1. Aan betrokkene is een boete opgelegd op grond van de Wet administratiefrechtelijke handhaving verkeersvoorschriften (Wahv). De verkeersovertreding waarvoor de boete is opgelegd is: ‘een voertuig parkeren waar dat niet mag (bord E1, parkeerverbod(szone))’, verricht op 29 oktober 2023, om 17:34 uur, op de Brinkstraat in Assen, met een personenauto, met kenteken [kenteken] . De opgelegde boete bedraagt € 119,00 (inclusief administratiekosten).
1.1.
Betrokkene heeft tegen de boete beroep ingesteld bij de officier van justitie. Deze heeft het beroep ongegrond verklaard. Tegen die beslissing heeft betrokkene beroep ingesteld bij de kantonrechter.
1.2.
De kantonrechter heeft het beroep op 28 mei 2025 op de zitting behandeld. Daarbij was aanwezig: de vertegenwoordigster van de officier van justitie mr. K. Kattick.

Beoordeling door de kantonrechter

Standpunten

2. Gemachtigde voert aan dat betrokkene geen E1-bord is gepasseerd.
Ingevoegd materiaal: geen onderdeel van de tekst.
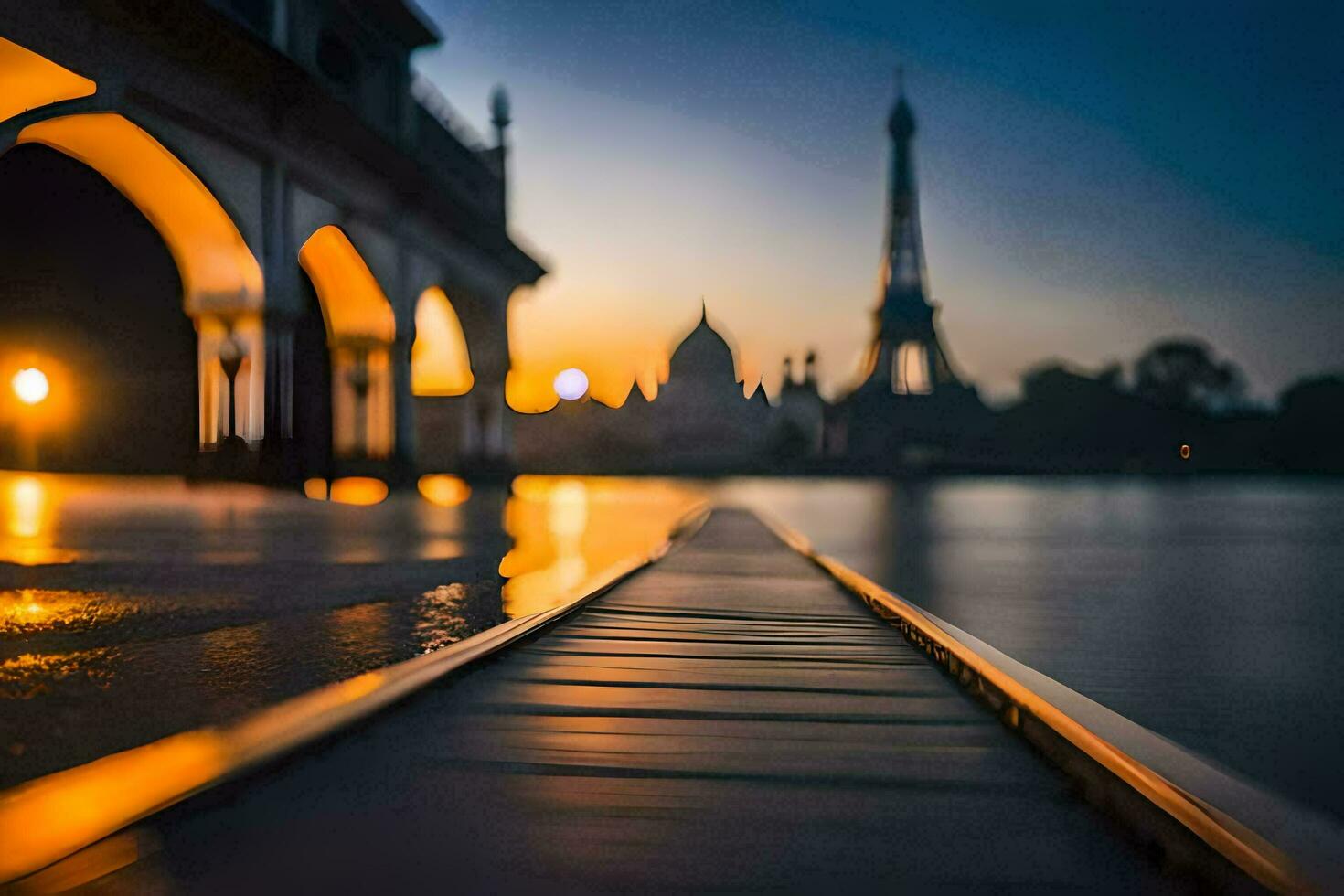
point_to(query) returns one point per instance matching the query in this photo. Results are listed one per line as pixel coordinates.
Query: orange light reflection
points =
(566, 528)
(28, 80)
(360, 491)
(441, 363)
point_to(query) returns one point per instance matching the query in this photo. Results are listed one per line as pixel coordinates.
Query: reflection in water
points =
(568, 528)
(192, 604)
(27, 612)
(443, 491)
(26, 504)
(27, 512)
(1204, 609)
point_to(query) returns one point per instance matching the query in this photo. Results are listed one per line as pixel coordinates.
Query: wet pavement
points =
(137, 607)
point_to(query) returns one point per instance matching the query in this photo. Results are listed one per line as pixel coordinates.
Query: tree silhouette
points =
(1183, 374)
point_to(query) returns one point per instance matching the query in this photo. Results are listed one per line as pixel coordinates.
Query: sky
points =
(1092, 177)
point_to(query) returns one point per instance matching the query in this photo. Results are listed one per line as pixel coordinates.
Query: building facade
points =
(240, 238)
(910, 407)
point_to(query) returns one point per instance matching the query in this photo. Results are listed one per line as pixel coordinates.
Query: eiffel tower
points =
(906, 357)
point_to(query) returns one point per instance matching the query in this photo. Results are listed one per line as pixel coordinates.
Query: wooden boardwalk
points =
(726, 720)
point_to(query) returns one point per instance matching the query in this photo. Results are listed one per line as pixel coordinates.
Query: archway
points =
(219, 280)
(360, 329)
(912, 375)
(448, 421)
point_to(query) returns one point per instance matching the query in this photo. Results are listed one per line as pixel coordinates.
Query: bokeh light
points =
(31, 386)
(571, 384)
(443, 489)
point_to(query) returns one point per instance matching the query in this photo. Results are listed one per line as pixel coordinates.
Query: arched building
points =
(910, 407)
(223, 226)
(700, 421)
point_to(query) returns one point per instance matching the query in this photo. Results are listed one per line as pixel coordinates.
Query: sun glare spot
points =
(571, 384)
(443, 489)
(31, 386)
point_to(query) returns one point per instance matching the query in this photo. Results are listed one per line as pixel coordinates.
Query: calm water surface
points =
(1209, 610)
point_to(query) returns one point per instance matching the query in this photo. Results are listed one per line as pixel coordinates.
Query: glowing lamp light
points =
(571, 384)
(31, 386)
(443, 489)
(359, 491)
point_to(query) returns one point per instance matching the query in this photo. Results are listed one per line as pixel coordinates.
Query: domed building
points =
(700, 421)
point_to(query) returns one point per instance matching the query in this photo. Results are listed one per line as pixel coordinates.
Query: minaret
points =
(906, 355)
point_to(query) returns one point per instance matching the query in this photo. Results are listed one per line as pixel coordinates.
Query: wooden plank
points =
(728, 720)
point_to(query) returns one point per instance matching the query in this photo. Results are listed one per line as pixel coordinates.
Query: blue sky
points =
(1092, 177)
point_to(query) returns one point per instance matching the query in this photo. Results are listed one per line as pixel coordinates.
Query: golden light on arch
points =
(360, 329)
(354, 305)
(443, 489)
(218, 272)
(30, 80)
(360, 491)
(441, 363)
(223, 292)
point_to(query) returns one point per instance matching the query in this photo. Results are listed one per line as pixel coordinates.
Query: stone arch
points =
(912, 371)
(360, 332)
(30, 80)
(222, 288)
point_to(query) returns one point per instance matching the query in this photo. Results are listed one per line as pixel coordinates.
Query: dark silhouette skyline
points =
(1094, 179)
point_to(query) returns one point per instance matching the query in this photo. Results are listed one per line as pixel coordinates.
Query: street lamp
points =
(231, 360)
(30, 386)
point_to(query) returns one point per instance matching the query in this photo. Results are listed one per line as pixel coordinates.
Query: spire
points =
(905, 246)
(499, 113)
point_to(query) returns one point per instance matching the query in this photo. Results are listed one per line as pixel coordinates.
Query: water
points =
(137, 607)
(1209, 610)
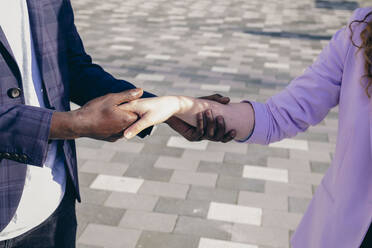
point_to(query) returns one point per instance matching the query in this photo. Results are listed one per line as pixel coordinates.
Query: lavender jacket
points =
(340, 213)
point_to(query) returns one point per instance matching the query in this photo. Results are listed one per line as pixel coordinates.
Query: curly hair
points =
(366, 47)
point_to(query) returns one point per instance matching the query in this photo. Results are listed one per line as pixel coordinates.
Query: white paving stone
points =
(270, 174)
(115, 183)
(235, 213)
(214, 243)
(292, 144)
(180, 142)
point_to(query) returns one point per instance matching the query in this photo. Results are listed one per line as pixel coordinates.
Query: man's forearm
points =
(238, 116)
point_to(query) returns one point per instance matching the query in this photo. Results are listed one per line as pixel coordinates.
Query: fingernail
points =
(128, 135)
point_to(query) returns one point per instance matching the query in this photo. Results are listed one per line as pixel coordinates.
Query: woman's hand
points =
(151, 111)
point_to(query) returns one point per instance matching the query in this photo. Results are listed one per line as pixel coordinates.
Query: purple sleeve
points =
(308, 98)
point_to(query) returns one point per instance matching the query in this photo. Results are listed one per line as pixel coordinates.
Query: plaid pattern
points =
(68, 74)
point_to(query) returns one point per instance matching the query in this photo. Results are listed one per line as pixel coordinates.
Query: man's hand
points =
(100, 118)
(207, 128)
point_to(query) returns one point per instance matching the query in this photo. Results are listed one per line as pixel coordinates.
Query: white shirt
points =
(44, 186)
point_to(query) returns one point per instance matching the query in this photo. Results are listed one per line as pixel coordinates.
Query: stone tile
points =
(100, 167)
(274, 237)
(291, 144)
(319, 167)
(238, 183)
(192, 208)
(109, 236)
(201, 227)
(305, 178)
(235, 213)
(290, 164)
(210, 194)
(232, 170)
(119, 184)
(131, 201)
(194, 178)
(164, 189)
(180, 142)
(94, 154)
(270, 174)
(290, 189)
(124, 146)
(93, 196)
(298, 205)
(203, 155)
(232, 147)
(148, 221)
(214, 243)
(150, 77)
(98, 214)
(164, 240)
(176, 163)
(280, 219)
(264, 201)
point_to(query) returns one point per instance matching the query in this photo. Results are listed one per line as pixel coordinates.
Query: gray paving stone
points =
(238, 183)
(131, 201)
(148, 221)
(210, 194)
(298, 205)
(265, 201)
(98, 214)
(194, 178)
(204, 228)
(164, 189)
(233, 170)
(275, 237)
(150, 239)
(109, 236)
(192, 208)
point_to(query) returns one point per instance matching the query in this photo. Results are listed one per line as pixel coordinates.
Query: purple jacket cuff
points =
(260, 129)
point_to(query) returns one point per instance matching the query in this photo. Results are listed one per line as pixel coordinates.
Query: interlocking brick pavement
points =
(165, 192)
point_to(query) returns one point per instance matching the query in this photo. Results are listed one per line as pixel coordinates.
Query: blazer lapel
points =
(4, 43)
(8, 55)
(38, 31)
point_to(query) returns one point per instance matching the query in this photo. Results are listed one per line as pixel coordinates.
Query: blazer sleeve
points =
(24, 133)
(307, 99)
(89, 80)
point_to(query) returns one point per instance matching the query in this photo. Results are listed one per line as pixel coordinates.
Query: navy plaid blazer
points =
(68, 74)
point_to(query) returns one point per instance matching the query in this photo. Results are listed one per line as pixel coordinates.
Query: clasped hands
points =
(117, 115)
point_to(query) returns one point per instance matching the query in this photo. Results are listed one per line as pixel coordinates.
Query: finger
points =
(220, 128)
(217, 98)
(210, 124)
(199, 132)
(229, 136)
(137, 127)
(126, 96)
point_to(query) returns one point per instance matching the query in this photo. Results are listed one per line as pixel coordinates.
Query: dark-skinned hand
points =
(207, 127)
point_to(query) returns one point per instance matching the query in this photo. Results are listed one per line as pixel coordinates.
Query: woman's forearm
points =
(238, 116)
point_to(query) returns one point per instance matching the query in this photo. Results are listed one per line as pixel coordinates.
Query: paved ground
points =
(163, 192)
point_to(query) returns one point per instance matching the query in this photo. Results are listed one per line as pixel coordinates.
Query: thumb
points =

Uit het dossier is niet gebleken van een toereikend schouwrapport. De rijroute van betrokkene was als volgt. Betrokkene reed vanaf de Overcingellaan via de Stationsstraat, de Oostersingel en de Noordersingel de Brinkstraat in. Daarnaast is Artikel 13a lid 2 Wahv in strijd met het gelijkheidsbeginsel en het discriminatieverbod.
3. De vertegenwoordigster is van mening dat het beroep ongegrond moet worden verklaard.
Overwegingen
4. De kantonrechter ziet geen aanleiding om te twijfelen aan de verklaring van de verbalisant en de gegevens in het zaakoverzicht. In dit geval was de verbalisant ter plaatse aanwezig. Vervolgens is relevant hoe groot de parkeerverbodszone is en waar de pleeglocatie is gelegen ten opzichte van de bebording. [1] In dit geval gaat het om een relatief kleine parkeerverbodszone, waarbij de betreffende bebording op de Noordersingel was geplaatst, dicht bij de pleeglocatie. Gelet hierop mag worden aangenomen dat de verbalisant de bebording heeft gecontroleerd. De gedraging kan daarom worden vastgesteld. Verder ziet de kantonrechter geen aanleiding om de boete te matigen of te vernietigen. De proceskosten komen niet voor vergoeding in aanmerking.

Conclusie

De kantonrechter verklaart het beroep ongegrond.
Deze uitspraak is gedaan door mr. V.A.G. van Dijk, kantonrechter, in aanwezigheid van mr. W.B. Jongsma, griffier, en in het openbaar uitgesproken op 12 juni 2025.
griffier kantonrechter

Rechtsmiddel

Als u het met de beslissing op uw beroep niet eens bent, dan kunt u binnen zes weken na de hieronder vermelde datum van toezending van deze beslissing hoger beroep instellen bij het
gerechtshof Arnhem - Leeuwarden, maar alleen als:
a. de u opgelegde administratieve boete meer dan € 110,00 bedraagt, of
b. uw beroep niet-ontvankelijk is verklaard omdat u geen (of niet op tijd) zekerheid heeft gesteld.
Het (hoger) beroepschrift moet worden ingediend bij de rechtbank Noord-Nederland, Afdeling Bestuursrecht, locatie Groningen (Postbus 150, 9700 AD Groningen). U dient daarbij het zaaknummer te vermelden.
De wet gaat uit van een geheel schriftelijke procedure, tenzij door u bij het (hoger) beroepschrift uitdrukkelijk om een zitting is gevraagd.
Afschrift verzonden aan partijen op:

Voetnoten

1.Hof Arnhem-Leeuwarden 19 maart 2025, ECLI:NL:GHARL:2025:1575.